In this week's feature article in the Gotham Gazette, a publication that has genertally been supportive of the mayor's tax scheme on congestion, there is some discussion about the role of the City Council in the upcoming battle. As the GG says; "The compromise changes the political equation by bringing the City Council into the picture...While City Council Speaker Christine Quinn has endorsed the plan, her members seem largely divided."
According to the Gazette, there are 11 council supporters and nine opponents, with 30 members undecided-a large contingent given the plan's notoriety. As Council member Avella tells the Gazette; "'I'm surprised that more council members aren't talking...the council should play a role.'" The problem here is that a number of members have gladly received the mayor's municipal largess-at time when it appeared that no stand actually needed to be taken. Now, with a council vote interposed, it is going to get uncomfortable for some council folks when their constituents start to make their feelings known.
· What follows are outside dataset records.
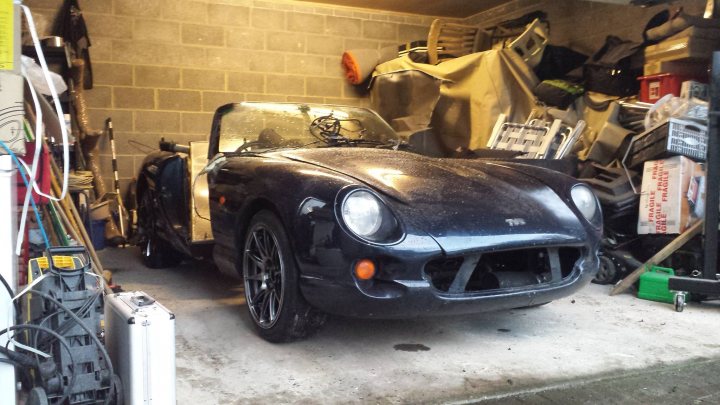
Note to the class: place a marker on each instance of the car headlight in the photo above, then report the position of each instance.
(367, 217)
(585, 201)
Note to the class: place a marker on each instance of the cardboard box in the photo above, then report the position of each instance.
(683, 67)
(672, 195)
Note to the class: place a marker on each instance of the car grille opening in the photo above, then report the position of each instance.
(501, 270)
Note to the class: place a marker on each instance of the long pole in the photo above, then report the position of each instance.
(116, 180)
(712, 195)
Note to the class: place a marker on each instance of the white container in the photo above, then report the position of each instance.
(140, 338)
(672, 196)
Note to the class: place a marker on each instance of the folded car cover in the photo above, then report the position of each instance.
(473, 90)
(358, 64)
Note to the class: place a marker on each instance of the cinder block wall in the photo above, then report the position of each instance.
(161, 67)
(583, 25)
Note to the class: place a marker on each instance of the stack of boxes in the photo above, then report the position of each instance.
(673, 189)
(682, 57)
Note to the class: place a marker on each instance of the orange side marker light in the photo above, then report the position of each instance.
(365, 269)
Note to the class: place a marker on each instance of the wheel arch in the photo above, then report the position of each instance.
(243, 222)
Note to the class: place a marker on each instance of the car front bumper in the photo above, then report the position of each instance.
(398, 298)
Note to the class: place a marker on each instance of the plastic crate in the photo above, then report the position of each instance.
(654, 284)
(674, 137)
(653, 87)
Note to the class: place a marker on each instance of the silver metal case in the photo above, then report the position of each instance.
(140, 338)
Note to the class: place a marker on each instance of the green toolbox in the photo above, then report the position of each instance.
(654, 284)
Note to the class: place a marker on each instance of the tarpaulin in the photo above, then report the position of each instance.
(468, 94)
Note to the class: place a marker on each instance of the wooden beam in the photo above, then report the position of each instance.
(663, 254)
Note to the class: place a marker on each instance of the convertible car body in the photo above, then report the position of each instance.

John Liu, however feels that most council members will come around if it means that the outlying neighborhoods will get express bus service-to which we reply, let's see the buses first. And anyway, why does additional bus service have to be contingent on yet another tax? Why doesn't Liu first consider whether we need to add another tax to, in effect, susidize the inefficiency of the MTA.
As Transportation Chair, Liu should have been more aggressive at holding this dysfunctional agency's feet to the fire. Perhaps then, the express buses he longingly hopes for, would have already been provided. This battle should be about the proper care and funding of a mass transit infrastructure-something that can be done fairly without any new tax on the middle class.
Perhaps it is Liu who will come around when he realizes that supporting additional taxes on outer borough residents is not the best platform to launch a city wide race from-no matter how much money you have raised. We'll see if common sense prevails here-after the councilman's position gets wide circulation.
The idea that congestion taxing is fair-an idea that owes its strength to a distributive concept of fairness that always sees equity in taxing the middle class homeowner-fails to consider the impact that the overall tax burden already has in a city that too often leads the way in the tax burden it places on all of its citizens and businesses.